WARRNAMBOOL'S Midfield Meat is flying hundreds of tonnes of chilled beef into the Middle East each week as costs cut profits.

Midfield managing director Colin McKenna told the Mt William Charolais bull sale crowd last week the company's chilled carcass export business by air had increased substantially over the past three months in reaction to rising utility prices and the impact of the carbon tax.

"This has taken work away from Australians," Mr McKenna said.

"I can't help that the end users in the Middle East and Asia say, 'We will bone the product ourselves. We haven't got these ridiculous waste water, gas and power costs'," he said.

"These are the things that our farmer bodies should be taking to our politicians, that this is what we are competing against.

"So we will fly it out of Melbourne."

He believed Midfield was the first company to send a full jumbo of chilled beef carcasses three weeks ago and was now sending two to three jumbos a week to the Middle East.

The company was exporting about 500 tonnes of chilled beef and lamb each week.

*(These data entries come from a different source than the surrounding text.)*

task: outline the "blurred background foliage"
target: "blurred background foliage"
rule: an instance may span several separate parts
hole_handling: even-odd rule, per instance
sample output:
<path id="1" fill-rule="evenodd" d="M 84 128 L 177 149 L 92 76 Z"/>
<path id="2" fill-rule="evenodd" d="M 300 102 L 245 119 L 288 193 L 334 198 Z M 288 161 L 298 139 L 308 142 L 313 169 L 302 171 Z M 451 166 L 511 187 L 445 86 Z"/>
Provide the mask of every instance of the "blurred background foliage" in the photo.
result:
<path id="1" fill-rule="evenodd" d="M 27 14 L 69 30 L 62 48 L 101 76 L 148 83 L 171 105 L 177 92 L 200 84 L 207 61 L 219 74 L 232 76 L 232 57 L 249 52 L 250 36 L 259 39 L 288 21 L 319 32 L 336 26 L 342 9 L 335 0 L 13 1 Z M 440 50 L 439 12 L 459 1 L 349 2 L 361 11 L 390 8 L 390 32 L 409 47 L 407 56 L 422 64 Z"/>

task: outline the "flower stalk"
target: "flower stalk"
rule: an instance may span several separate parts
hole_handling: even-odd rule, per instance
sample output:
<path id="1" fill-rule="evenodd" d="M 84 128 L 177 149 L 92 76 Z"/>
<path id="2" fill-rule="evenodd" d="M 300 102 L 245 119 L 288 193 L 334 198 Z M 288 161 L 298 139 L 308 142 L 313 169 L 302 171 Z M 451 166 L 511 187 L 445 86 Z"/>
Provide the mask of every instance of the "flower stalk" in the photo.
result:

"There has been plenty of air freight go out, but now we've said we've got to charter the planes and they will go out full, every day a minimum of 100 tonnes of meat on them," Mr McKenna said.

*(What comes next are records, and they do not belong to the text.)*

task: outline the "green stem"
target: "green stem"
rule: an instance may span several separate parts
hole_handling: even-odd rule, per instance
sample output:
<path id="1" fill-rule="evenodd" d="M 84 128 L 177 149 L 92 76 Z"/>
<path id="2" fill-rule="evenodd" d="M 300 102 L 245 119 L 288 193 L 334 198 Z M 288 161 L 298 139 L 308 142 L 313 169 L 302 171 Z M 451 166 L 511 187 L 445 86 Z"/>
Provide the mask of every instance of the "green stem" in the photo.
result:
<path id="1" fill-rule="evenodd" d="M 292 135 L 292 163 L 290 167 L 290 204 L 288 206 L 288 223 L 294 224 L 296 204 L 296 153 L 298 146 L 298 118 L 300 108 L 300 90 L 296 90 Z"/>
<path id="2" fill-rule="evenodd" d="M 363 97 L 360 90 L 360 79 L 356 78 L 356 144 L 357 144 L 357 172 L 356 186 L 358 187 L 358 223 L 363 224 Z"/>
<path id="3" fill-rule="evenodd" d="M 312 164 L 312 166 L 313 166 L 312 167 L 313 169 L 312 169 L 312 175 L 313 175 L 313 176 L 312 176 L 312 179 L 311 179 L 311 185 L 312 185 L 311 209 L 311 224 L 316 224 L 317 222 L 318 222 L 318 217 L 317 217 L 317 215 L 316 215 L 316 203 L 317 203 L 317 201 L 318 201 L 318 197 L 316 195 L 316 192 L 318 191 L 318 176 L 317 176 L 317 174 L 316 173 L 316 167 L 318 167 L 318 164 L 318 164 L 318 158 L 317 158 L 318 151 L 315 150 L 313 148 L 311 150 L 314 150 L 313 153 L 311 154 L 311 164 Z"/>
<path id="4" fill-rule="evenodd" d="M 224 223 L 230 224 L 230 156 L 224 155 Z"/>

The company has been in business for 35 years, employed about 800 people Australia-wide and processed 220,000 cattle and 2 million sheep and lambs a year.

Mr McKenna said he was a great believer in the future of the livestock industries, especially beef.

But monthly bills, of $100,000 each for electricity and gas, $75,000 for water and annual Australian Quarantine Inspection Service fees of $1.25 million, were eating into Midfield's profitability and could only be recouped from producers, he said.

"The producers have got a very, very, very tough road in front of them, because the minute that glorified Prime Minister decides to put a carbon tax on we cannot in any way pass that on to our customers.

"Our customers will not accept a price rise in any way."

Customers would buy beef out of Brazil or Uruguay if Midfield put its prices up, he said.